Seguramente, estimado lector, ha escuchado ya las palabras de una joven que con voz entrecortada menciona, en un video difundido en Twitter: “Están cantando el ‘Cielito Lindo’”, mientras ciudadanos levantan escombros en busca de supervivientes del terremoto que el pasado martes, 19 de septiembre, sacudió México. Un canto de solidaridad y símbolo de resistencia, difundido en la cuenta de red social de la joven Mayra Paredes y grabado por su prima Anahi Olvera, en la Ciudad de México.

Otro sismo, justamente 32 años después de aquel de 1985. Y el desastre ha puesto en marcha, de nuevo, la solidaridad. En este espacio y a lo largo de casi dos años, hemos enfatizado la necesidad de recuperar ese sentimiento solidario puro, auténtico y gratuito. Esa solidaridad que mitiga el desastre y de la que la sociedad ha dado muestra, en estos días, con empatía y agilidad de organización para acudir en ayuda de los connacionales en desgracia.

¿Cuál es la definición que se lee en el Diccionario de Filosofía de Nicola Abbagnano acerca de la palabra “solidaridad”? “Inglés: solidarity; francés: solidarité; alemán: solidarität; italiano: solidarietá. Término de origen jurídico que en el lenguaje corriente, común y filosófico, significa: 1) relación recíproca o interdependencia; 2) asistencia recíproca entre los miembros de un mismo grupo”.

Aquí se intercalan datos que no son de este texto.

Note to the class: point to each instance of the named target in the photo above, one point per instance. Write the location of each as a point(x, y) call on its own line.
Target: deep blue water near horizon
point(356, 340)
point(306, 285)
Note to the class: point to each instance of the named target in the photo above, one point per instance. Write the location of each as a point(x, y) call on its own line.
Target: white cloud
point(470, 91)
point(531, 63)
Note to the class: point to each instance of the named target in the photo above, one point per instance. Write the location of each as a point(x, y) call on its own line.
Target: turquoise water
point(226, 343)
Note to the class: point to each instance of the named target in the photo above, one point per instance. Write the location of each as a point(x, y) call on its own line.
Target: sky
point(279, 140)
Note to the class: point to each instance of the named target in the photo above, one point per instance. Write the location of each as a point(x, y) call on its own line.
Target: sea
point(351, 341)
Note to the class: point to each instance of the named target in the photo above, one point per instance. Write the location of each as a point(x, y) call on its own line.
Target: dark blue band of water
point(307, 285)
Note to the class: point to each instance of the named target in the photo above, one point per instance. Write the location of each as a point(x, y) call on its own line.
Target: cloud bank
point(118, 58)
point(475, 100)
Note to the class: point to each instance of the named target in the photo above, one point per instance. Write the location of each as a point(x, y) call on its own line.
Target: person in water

Son numerosos autores los que reconocen que los Derechos Humanos que afectan directamente a la persona no han surgido todos a la vez ni se respetan en todos los países con la misma intensidad: son las generaciones de derechos, y se han ido sucediendo en el devenir de la historia. Los que se basan en la solidaridad no están totalmente definidos, y se trata de los denominados derechos de tercera generación (a la paz, al medio ambiente, al desarrollo, entre otros).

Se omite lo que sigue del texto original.